# Vector representations of categories

After thinking a while over the last point in my list of topics in machine learning I was going to think over...

I finally came to the thought that I’d better use some **graphical model**, since there is a great majority of possible algorithms without any warranty of their workability.

So, first thing — probably one can use LDA (Latent Dirichlet allocation, wiki) to find good representation for categories. In this case we should use bag-of-words model, and `categories` will stand for words.

Yes, the model of LDA doesn’t seem to be appropriate, though I’m sure it will give reasonable representations.

Another graphical model I came with, is much simpler (and probably was developed a long time ago, but I don’t know).

It’s generative model looks looks this:

- First, a `topic` of event is generated. That’s an n-dimensional vector $t_{event} \in \mathbb{R}^n$ drawn from gaussian distribution.
- For each category, say, `site_id`, each value of site_id has it’s own topic $t_{cat\_value}$ of same dimension $n$. The greater dot product $(t_{cat\_value}, t_{event})$, the higher probability that this value of category will be chosen.
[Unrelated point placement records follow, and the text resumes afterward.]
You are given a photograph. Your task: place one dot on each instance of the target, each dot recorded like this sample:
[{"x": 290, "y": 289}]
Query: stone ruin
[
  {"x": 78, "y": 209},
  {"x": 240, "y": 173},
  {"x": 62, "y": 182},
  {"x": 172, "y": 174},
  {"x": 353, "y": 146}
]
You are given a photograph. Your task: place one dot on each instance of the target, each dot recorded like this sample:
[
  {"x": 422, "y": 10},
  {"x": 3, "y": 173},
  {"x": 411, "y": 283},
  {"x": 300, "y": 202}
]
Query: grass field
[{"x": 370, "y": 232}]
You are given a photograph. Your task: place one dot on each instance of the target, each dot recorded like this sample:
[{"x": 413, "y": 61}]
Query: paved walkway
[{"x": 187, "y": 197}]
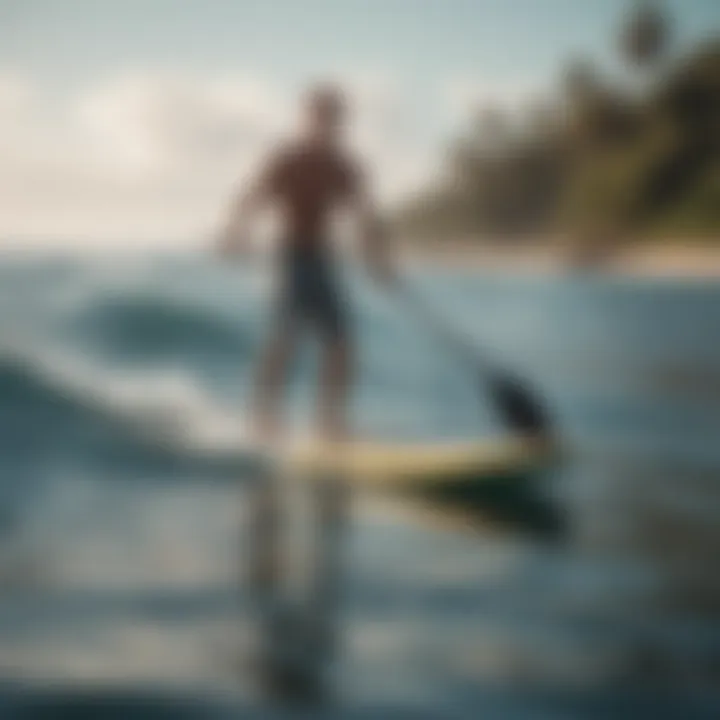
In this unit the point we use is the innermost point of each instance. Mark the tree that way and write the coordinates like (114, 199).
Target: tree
(645, 37)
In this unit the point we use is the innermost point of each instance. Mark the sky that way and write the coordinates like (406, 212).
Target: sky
(132, 121)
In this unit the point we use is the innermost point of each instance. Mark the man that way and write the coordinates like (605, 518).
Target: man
(308, 180)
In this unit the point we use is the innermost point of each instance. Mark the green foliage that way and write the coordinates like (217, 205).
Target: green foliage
(599, 164)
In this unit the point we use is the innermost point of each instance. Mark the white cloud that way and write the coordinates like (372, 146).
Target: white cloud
(466, 95)
(150, 155)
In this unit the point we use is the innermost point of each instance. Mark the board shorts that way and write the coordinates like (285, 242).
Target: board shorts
(311, 294)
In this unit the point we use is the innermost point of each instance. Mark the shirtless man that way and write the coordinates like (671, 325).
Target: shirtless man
(308, 180)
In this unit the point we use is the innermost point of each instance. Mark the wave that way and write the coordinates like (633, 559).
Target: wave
(154, 327)
(56, 410)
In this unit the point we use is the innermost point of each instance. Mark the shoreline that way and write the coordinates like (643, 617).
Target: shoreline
(649, 259)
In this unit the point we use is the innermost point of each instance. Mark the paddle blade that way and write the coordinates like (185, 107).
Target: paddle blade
(519, 408)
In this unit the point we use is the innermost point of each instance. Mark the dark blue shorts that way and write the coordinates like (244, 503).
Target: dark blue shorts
(310, 294)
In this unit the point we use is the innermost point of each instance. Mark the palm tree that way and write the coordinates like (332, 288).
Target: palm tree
(645, 37)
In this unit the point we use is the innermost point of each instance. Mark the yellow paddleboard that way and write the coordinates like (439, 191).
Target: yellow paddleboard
(410, 464)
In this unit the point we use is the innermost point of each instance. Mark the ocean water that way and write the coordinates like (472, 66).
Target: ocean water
(122, 387)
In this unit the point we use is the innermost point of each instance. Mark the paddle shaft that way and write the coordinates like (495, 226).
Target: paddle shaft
(519, 406)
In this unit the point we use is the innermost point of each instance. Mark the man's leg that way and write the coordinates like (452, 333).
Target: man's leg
(270, 382)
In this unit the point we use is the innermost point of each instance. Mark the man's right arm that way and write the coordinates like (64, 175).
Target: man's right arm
(245, 206)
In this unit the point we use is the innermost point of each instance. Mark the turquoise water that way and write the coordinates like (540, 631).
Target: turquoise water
(121, 546)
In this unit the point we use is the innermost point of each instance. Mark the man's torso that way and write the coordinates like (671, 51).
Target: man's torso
(309, 184)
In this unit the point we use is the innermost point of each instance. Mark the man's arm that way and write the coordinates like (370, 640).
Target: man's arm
(244, 208)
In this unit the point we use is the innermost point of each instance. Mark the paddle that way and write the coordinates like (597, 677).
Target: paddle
(519, 407)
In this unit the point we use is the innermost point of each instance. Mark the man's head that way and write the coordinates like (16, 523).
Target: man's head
(325, 111)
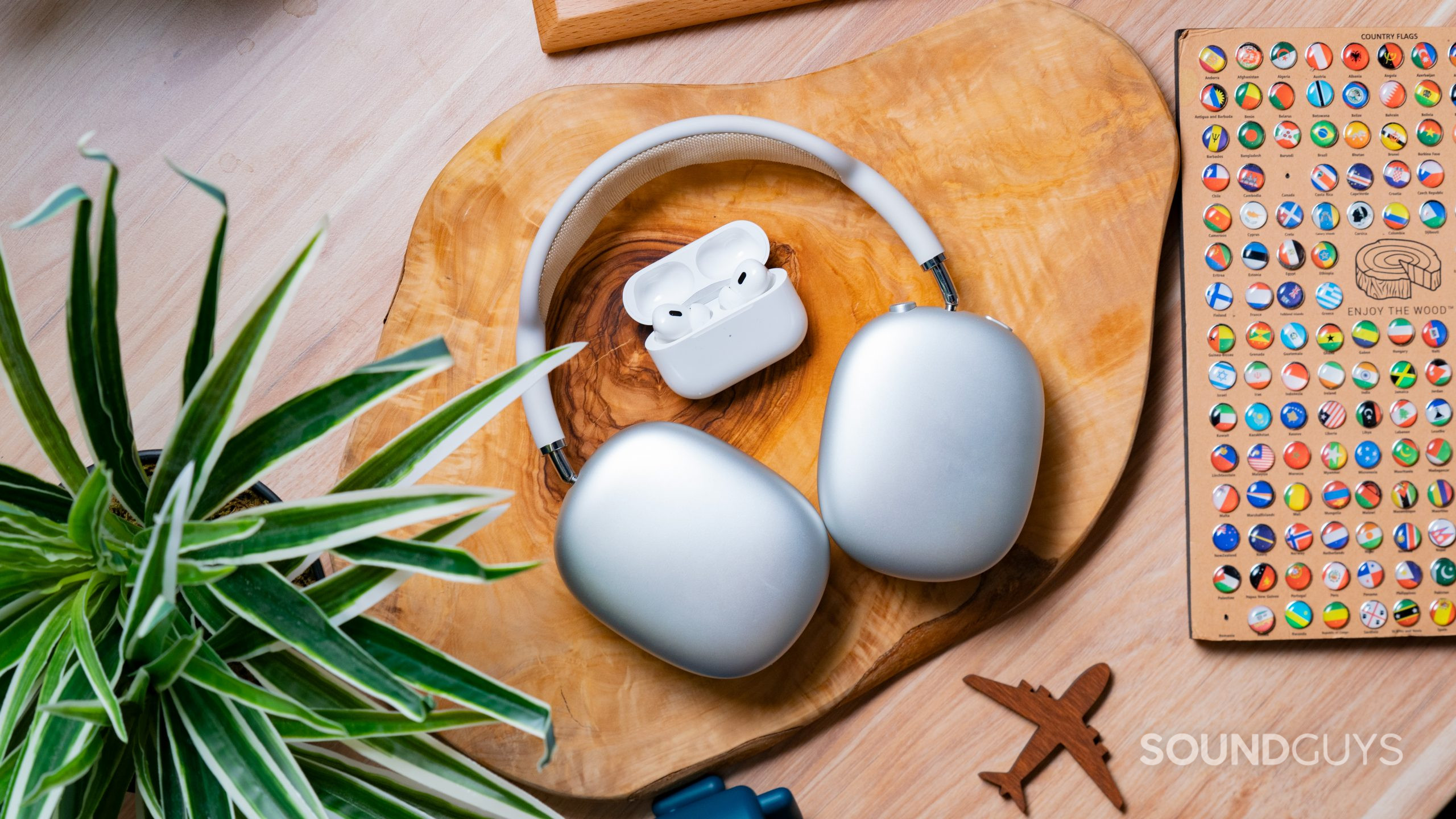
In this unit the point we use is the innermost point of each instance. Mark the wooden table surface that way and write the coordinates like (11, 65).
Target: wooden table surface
(300, 107)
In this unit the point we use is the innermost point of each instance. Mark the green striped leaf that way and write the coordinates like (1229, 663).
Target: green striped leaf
(425, 444)
(448, 563)
(261, 597)
(287, 431)
(299, 528)
(436, 672)
(214, 404)
(30, 493)
(22, 381)
(152, 598)
(353, 799)
(200, 348)
(102, 681)
(365, 723)
(209, 671)
(104, 406)
(238, 758)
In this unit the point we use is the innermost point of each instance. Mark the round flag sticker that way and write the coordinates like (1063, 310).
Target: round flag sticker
(1222, 375)
(1369, 574)
(1428, 94)
(1263, 577)
(1248, 97)
(1216, 218)
(1286, 135)
(1405, 613)
(1256, 257)
(1293, 416)
(1261, 457)
(1212, 59)
(1225, 499)
(1331, 414)
(1355, 94)
(1369, 535)
(1320, 94)
(1429, 133)
(1404, 452)
(1289, 214)
(1251, 135)
(1260, 336)
(1221, 338)
(1368, 455)
(1283, 56)
(1218, 255)
(1360, 214)
(1215, 177)
(1225, 538)
(1433, 213)
(1430, 174)
(1257, 375)
(1248, 57)
(1251, 177)
(1298, 576)
(1395, 216)
(1392, 136)
(1259, 416)
(1223, 417)
(1365, 375)
(1365, 334)
(1298, 614)
(1358, 135)
(1260, 494)
(1320, 56)
(1252, 214)
(1261, 620)
(1293, 336)
(1434, 333)
(1392, 94)
(1215, 139)
(1299, 537)
(1407, 537)
(1372, 614)
(1282, 97)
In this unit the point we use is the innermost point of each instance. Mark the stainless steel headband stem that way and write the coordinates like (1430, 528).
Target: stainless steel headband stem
(558, 460)
(942, 278)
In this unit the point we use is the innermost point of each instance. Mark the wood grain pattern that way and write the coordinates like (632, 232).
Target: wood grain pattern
(1014, 225)
(357, 107)
(576, 24)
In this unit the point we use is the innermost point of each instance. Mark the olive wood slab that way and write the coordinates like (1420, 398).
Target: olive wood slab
(1040, 149)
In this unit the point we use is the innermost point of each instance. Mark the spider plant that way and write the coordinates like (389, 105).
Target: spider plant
(150, 643)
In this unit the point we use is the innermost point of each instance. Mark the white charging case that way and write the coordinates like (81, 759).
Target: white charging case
(734, 344)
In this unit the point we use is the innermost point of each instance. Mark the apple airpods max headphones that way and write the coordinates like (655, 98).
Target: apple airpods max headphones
(705, 557)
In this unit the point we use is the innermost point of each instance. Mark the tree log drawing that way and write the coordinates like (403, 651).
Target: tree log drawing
(1388, 267)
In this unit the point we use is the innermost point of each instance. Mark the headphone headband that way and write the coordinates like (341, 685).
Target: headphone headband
(625, 168)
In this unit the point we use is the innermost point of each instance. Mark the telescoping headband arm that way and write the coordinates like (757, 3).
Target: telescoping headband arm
(698, 140)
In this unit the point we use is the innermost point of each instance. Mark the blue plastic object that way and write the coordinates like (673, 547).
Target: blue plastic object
(710, 799)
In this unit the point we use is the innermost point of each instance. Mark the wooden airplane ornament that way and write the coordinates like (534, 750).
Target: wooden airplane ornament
(1060, 723)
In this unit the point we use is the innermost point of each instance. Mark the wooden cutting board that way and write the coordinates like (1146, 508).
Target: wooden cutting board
(1039, 148)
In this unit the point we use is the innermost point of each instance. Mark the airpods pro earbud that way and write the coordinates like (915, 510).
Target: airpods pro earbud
(672, 322)
(749, 280)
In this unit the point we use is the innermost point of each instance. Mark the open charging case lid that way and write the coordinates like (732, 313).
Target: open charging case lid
(683, 276)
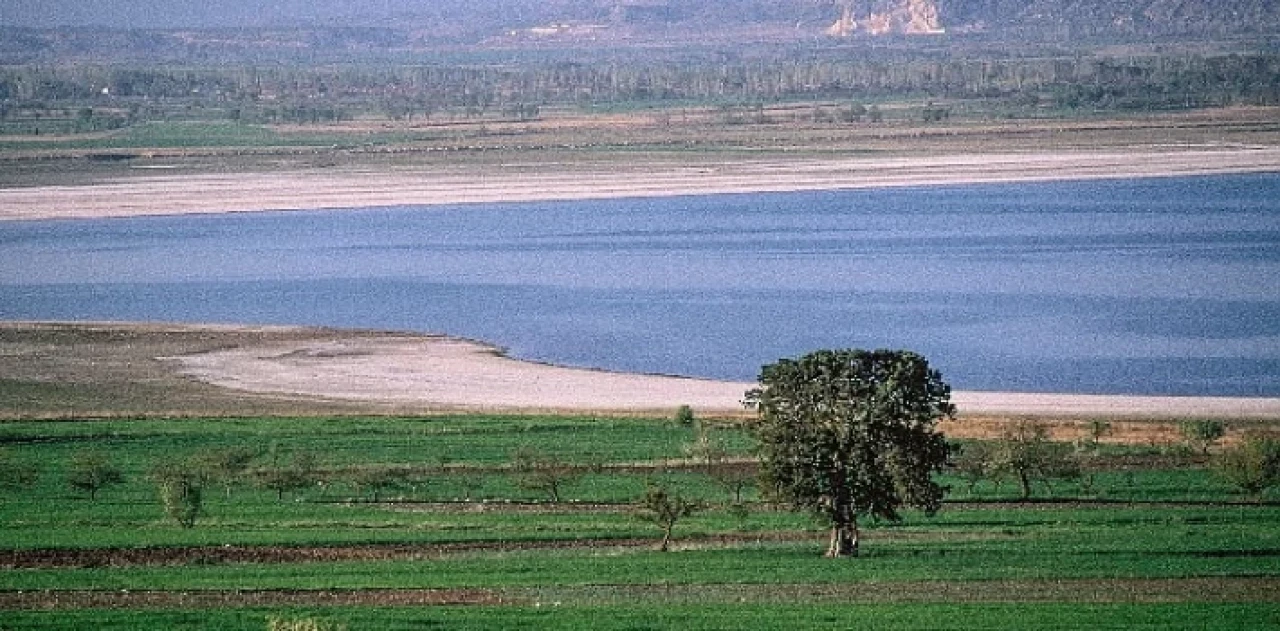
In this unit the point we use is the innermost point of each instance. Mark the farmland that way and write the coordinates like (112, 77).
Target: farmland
(1153, 539)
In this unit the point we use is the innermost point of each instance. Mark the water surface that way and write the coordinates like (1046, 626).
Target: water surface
(1143, 286)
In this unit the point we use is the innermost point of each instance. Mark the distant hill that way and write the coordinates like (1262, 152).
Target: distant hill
(402, 26)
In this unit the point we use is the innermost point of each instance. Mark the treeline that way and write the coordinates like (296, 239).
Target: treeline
(302, 94)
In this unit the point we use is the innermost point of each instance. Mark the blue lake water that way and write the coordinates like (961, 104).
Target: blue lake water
(1142, 286)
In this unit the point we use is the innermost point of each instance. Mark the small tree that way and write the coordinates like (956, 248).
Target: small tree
(1253, 465)
(664, 508)
(92, 471)
(542, 472)
(181, 488)
(225, 466)
(284, 476)
(684, 415)
(1027, 455)
(1202, 434)
(378, 479)
(712, 453)
(973, 462)
(14, 474)
(851, 433)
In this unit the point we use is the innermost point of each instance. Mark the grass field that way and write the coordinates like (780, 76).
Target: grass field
(1157, 542)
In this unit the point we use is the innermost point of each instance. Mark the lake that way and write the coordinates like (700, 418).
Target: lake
(1142, 286)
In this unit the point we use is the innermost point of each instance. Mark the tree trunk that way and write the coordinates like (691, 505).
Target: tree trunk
(844, 539)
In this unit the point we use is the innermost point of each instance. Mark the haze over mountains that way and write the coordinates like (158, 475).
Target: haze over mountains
(480, 19)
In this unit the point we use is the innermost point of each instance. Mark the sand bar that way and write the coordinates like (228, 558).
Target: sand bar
(452, 374)
(352, 188)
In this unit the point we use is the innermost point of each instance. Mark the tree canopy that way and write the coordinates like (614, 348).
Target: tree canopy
(851, 433)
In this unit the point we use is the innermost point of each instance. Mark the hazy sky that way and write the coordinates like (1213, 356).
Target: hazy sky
(184, 13)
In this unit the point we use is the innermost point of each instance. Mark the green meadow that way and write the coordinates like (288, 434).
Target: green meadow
(1151, 542)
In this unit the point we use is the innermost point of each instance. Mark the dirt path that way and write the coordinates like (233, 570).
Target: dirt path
(1089, 590)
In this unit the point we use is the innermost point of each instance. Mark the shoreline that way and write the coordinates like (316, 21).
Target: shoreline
(451, 373)
(231, 369)
(150, 195)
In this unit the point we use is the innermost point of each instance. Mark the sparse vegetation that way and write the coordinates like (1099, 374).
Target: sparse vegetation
(1203, 433)
(92, 471)
(1253, 466)
(664, 507)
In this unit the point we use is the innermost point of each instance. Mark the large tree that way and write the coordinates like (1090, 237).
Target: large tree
(851, 433)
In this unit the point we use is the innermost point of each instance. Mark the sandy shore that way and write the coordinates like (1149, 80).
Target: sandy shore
(451, 374)
(350, 188)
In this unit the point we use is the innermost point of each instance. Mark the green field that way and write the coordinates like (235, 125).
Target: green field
(1156, 542)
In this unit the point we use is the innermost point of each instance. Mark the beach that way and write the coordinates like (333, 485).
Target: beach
(456, 374)
(432, 373)
(152, 192)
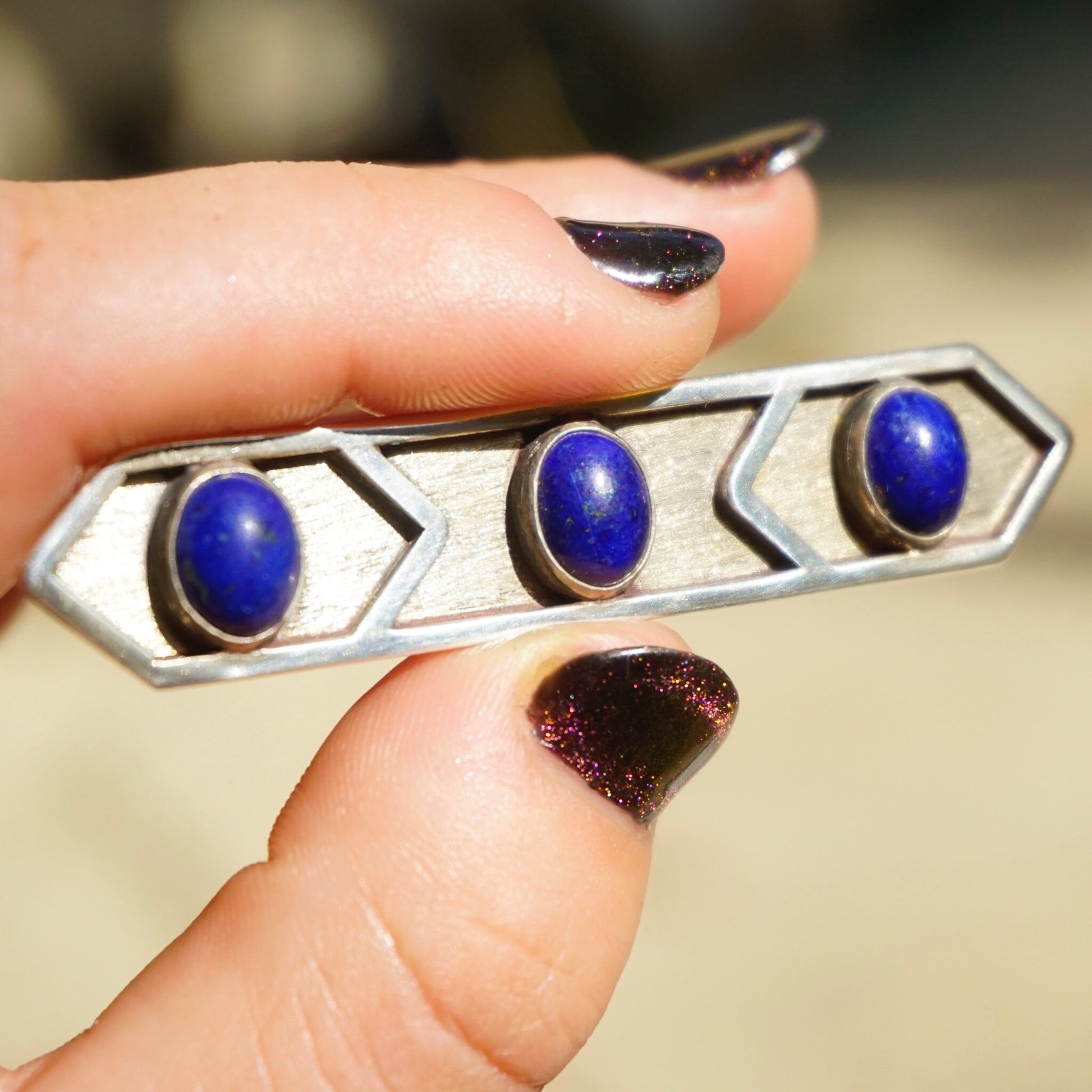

I shall stress here, that I’m not thinking over the arbitrary number of categories, I’m currently interested in the case, where the number and types of categories are fixed.
- To be more precise, the probability of each value within category to be drawn for the event with $t_{event}$ vector is proportional to $$p(\text{cat\_value} | \text{event}) \sim p(\text{cat\_value}) \times e^{(t_{cat\_value}, t_{event})} $$ so, to compute final probability one shall use softmax function.

PS. After writing this I understood that usage of decision trees to generate ids of leaves — new ’categories’ + usage of LibFM over these new features was a very interesting and good idea (this idea appeared recently in one of kaggle challenges).